Il Carnevale come sistema vivente: antropologia e arte contemporanea alla Casa degli Artisti



Il 28 marzo la Casa degli Artisti di Milano ospita Carnevale re d’Europa. Viaggio antropologico nelle mascherate d’inverno, un incontro pubblico che esplora le mascherate invernali europee attraverso la ricerca antropologica e la pratica artistica contemporanea. L’evento riunisce Giovanni Kezich e Antonella Mott, il cui lavoro di ricerca a lungo termine ha reinterpretato le tradizioni carnevalesche come strutture culturali condivise, anziché come fenomeni locali isolati. Sviluppata all’interno del progetto internazionale Carnival King of Europe, la loro ricerca mette in luce schemi simbolici ricorrenti tra le diverse regioni, legati ai cicli stagionali, alla trasformazione e al rapporto tra esseri umani e mondo non umano.
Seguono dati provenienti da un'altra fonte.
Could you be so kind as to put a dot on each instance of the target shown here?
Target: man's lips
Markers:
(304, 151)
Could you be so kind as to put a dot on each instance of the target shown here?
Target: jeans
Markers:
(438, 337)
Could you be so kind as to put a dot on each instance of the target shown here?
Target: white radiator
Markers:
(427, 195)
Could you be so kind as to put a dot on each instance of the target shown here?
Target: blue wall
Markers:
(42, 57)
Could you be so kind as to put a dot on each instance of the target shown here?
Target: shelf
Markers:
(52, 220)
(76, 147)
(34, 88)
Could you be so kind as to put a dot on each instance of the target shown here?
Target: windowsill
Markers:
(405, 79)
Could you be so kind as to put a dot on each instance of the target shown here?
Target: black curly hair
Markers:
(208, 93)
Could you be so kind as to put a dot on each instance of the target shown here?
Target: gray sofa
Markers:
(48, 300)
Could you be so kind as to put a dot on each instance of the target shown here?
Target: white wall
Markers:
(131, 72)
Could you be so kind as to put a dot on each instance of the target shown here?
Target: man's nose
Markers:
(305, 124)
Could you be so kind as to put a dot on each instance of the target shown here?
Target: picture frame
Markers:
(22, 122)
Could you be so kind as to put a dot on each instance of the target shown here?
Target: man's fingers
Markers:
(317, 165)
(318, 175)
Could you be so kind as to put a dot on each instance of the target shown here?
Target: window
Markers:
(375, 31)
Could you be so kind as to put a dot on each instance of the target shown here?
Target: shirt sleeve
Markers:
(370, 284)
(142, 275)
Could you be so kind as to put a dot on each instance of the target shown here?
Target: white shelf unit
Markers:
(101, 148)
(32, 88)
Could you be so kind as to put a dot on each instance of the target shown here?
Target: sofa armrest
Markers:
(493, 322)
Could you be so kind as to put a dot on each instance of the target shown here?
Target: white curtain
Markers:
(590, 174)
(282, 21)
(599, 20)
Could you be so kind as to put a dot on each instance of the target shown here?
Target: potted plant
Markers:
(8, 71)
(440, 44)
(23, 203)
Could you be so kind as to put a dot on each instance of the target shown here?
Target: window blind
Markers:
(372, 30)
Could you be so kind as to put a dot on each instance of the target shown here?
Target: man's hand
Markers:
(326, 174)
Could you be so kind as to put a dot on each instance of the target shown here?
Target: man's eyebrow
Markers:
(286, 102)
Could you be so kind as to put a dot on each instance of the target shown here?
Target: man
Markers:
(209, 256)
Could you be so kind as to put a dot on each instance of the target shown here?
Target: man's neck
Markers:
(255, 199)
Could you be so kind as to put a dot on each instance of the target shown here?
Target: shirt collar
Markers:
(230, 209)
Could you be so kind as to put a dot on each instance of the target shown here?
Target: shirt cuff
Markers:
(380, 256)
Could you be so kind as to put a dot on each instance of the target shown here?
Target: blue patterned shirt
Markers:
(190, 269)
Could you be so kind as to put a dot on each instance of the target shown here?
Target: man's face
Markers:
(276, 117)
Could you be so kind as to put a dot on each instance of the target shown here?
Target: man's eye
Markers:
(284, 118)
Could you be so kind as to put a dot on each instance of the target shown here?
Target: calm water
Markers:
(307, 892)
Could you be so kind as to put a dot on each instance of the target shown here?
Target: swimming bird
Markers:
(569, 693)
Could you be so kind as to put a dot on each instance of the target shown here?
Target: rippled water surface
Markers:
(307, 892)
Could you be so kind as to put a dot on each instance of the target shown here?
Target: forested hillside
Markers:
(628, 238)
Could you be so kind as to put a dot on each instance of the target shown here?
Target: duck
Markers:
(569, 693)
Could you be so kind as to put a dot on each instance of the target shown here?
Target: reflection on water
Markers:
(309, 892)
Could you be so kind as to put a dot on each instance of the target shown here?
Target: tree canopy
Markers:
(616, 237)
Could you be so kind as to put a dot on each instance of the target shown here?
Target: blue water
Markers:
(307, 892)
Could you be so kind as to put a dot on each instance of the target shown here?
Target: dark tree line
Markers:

Questa prospettiva risuona fortemente con la pratica di Matteo Bicego, la cui residenza a Casa degli Artisti fornisce il contesto per l’evento. Lavorando all’intersezione tra pittura e ricerca sul campo, Bicego si confronta direttamente con le mascherate cerimoniali invernali, considerandole non come soggetti da documentare, ma come sistemi viventi da sperimentare e reinterpretare.
Per Omnirica – Spazi desideranti, la nuova residenza annuale, la sua ricerca si concentra sul legame tra spirito animale e riti stagionali di passaggio. Le figure che emergono nel suo lavoro – maschere, esseri ibridi, presenze ancestrali – operano come entità liminali, ponte tra passato e presente. Radicate nella partecipazione diretta agli eventi rituali, le sue pitture traducono queste esperienze in composizioni su larga scala che evocano trasformazione, fertilità e rinnovamento. Le forme tradizionali vengono così riattivate come dispositivi simbolici contemporanei: figure protettive e apotropaiche che funzionano quasi come nuove mitologie all’interno di un linguaggio visivo post-contemporaneo. Le opere fotografiche di Andi Saraci, che documentano maschere zoomorfe attraverso la ricerca sul campo, ampliano ulteriormente questa prospettiva, enfatizzando la dimensione relazionale e performativa di queste pratiche.
Più di un semplice incontro, l’evento offre una riflessione su come il rituale continui a operare come forza culturale vivente: accessibile, reinterpretabile e riattivabile ancora oggi dall’arte contemporanea.